Horace Pippin. John Brown Going to His Hanging. 42. Oil on canvas, 24 1/8" X 30 1/4". The Pennsylvania Academy of Fine Arts, Philadelphia.
Meta Warrick Fuller. Talking Skull. 1937. Bronze, 28 X 40 X 15". Museum of Afro American History, Boston.
John Brown Going to His Hanging and Talking Skull both speak of death, but in rather different manners. Both works were created by artists of African descent and during similar time periods, but that's where the similarities stop.
Pippin's painting holds great agony. The subject will be dead shortly. The dormant trees hold few brown leaves that will soon lose the connection to their own life source. The is day is bitter and cold. Guns and whips procure emotions of violence and hatred.
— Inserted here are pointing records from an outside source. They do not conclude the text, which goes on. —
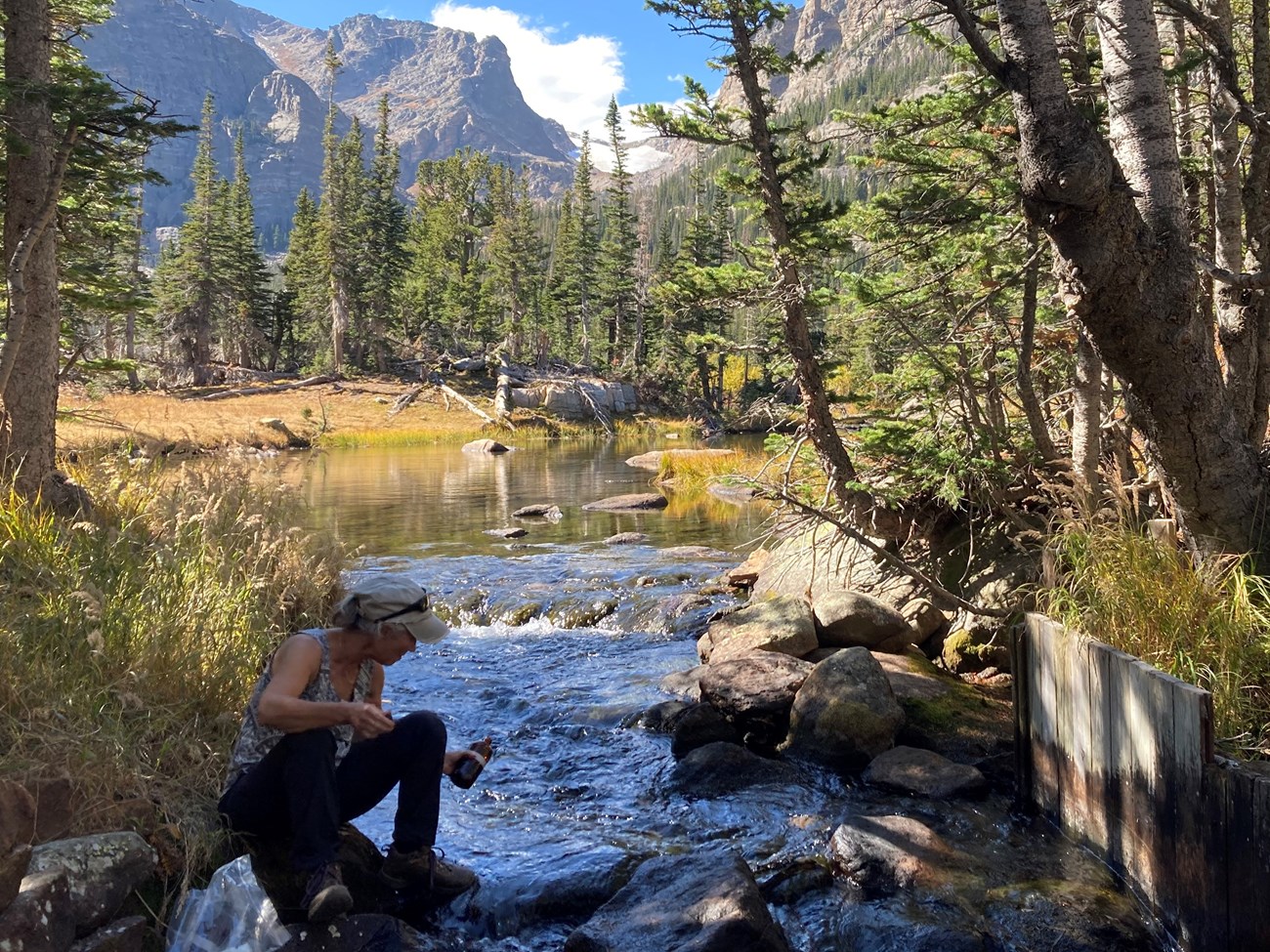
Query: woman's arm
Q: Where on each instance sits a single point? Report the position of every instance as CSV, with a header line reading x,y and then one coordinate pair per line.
x,y
295,665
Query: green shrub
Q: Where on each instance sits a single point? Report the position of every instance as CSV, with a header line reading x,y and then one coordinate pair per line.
x,y
1206,625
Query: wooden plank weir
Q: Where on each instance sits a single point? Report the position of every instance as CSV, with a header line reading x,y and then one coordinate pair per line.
x,y
1122,756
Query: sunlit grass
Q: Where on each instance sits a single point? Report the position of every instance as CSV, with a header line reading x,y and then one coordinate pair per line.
x,y
1207,626
130,639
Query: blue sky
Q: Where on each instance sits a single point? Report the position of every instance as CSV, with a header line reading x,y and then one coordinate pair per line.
x,y
568,56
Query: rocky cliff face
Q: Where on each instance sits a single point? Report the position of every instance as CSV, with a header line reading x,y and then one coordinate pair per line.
x,y
445,90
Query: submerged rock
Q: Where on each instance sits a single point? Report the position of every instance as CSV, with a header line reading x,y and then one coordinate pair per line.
x,y
629,502
925,773
722,768
883,854
513,532
486,445
705,901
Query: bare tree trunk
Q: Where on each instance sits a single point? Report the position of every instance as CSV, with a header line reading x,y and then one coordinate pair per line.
x,y
1122,258
1037,423
28,386
1087,417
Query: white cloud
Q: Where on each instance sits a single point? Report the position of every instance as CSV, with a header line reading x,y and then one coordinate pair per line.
x,y
570,81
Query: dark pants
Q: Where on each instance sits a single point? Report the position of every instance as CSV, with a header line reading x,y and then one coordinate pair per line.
x,y
297,791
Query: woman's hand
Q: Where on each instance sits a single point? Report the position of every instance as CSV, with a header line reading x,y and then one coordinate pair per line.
x,y
456,757
368,720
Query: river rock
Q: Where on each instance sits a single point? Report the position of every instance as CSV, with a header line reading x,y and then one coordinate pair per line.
x,y
653,460
698,726
121,935
102,871
756,693
511,532
925,617
703,901
883,854
626,538
780,625
846,712
13,870
29,925
486,445
366,931
684,683
17,816
925,773
629,502
661,718
571,890
851,620
745,574
540,511
722,768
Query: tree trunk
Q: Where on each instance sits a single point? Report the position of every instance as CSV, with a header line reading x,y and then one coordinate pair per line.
x,y
821,428
1037,423
1122,259
32,182
1087,418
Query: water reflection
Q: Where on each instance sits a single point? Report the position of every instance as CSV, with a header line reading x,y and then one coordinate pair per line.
x,y
395,500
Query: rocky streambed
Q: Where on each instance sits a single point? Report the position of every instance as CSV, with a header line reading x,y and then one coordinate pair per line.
x,y
640,800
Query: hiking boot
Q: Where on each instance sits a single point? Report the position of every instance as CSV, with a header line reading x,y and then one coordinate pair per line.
x,y
427,870
326,896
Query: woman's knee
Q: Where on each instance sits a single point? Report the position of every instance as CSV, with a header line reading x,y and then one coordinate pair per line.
x,y
423,728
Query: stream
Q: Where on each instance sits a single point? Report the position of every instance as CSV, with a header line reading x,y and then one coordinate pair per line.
x,y
560,642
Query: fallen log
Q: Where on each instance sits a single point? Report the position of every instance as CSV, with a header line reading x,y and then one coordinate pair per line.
x,y
268,389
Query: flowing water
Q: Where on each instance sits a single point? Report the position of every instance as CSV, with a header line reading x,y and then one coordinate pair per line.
x,y
559,642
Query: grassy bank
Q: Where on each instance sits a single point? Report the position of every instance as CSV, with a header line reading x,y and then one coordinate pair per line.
x,y
130,640
1207,626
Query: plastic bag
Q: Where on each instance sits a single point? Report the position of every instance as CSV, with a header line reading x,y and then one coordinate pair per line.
x,y
233,914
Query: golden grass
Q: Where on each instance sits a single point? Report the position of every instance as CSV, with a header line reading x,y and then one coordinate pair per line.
x,y
130,640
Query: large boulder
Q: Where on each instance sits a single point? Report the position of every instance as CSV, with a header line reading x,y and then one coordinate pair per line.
x,y
782,625
102,871
855,620
121,935
756,693
629,502
29,925
883,854
703,901
925,773
722,768
846,712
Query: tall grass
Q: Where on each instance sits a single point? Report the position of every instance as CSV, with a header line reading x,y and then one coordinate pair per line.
x,y
130,639
1206,625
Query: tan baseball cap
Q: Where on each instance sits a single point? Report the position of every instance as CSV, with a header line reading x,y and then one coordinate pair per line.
x,y
398,600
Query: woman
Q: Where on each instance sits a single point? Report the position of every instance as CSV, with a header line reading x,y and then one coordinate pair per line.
x,y
317,748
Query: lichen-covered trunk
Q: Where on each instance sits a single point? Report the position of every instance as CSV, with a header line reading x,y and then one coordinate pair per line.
x,y
29,389
1122,261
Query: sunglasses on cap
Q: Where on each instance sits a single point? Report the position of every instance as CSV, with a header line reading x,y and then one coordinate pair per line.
x,y
420,605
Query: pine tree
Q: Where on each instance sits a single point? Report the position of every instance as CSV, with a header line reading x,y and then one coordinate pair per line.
x,y
617,253
191,295
385,240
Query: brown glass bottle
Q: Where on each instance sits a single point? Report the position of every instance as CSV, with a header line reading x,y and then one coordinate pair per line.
x,y
470,766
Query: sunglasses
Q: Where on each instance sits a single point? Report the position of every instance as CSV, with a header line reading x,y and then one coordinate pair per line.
x,y
420,605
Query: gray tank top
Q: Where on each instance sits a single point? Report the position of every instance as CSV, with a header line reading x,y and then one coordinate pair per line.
x,y
255,739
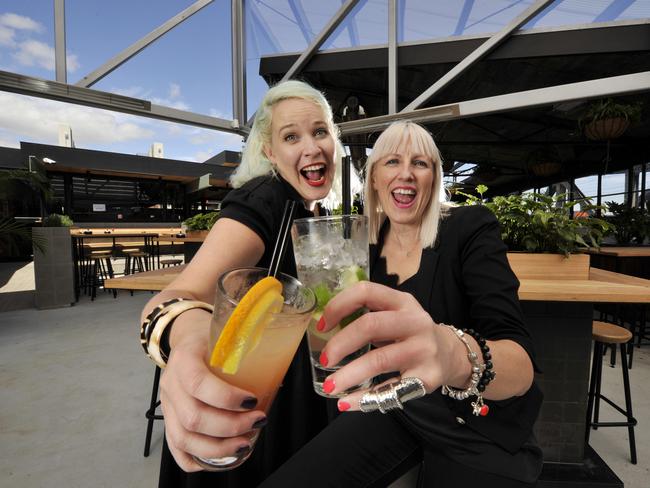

The white jail house with black barred windows symbolize the power and control the white had over the imprisoned and confined blacks during the time period. The white horses draw John to his demise. The white men casually smoke pipes as "justice is served." The lone black woman seems to turn away in disgust. The many vertical lines remind the viewer of what is to come. The white crowd goers are already dressed for the funeral before the death occurs. John is bound and will soon be hanging. This is a grave painting of a grave event for a man that is being sent to the grave.
Fuller's sculpture is also sorrowful. The boy kneels naked and vulnerable before the skull of one long gone and gone forever. He pleads and longs for something he will never have. The barren earth beneath him offers no hope either. But in the magic of the moment that is the sculpture he can have this conversation with the talking skull. His questions can be answered. His concerns can be consoled. His comments can be appreciated. His nostalgia can be eased. Only in that moment.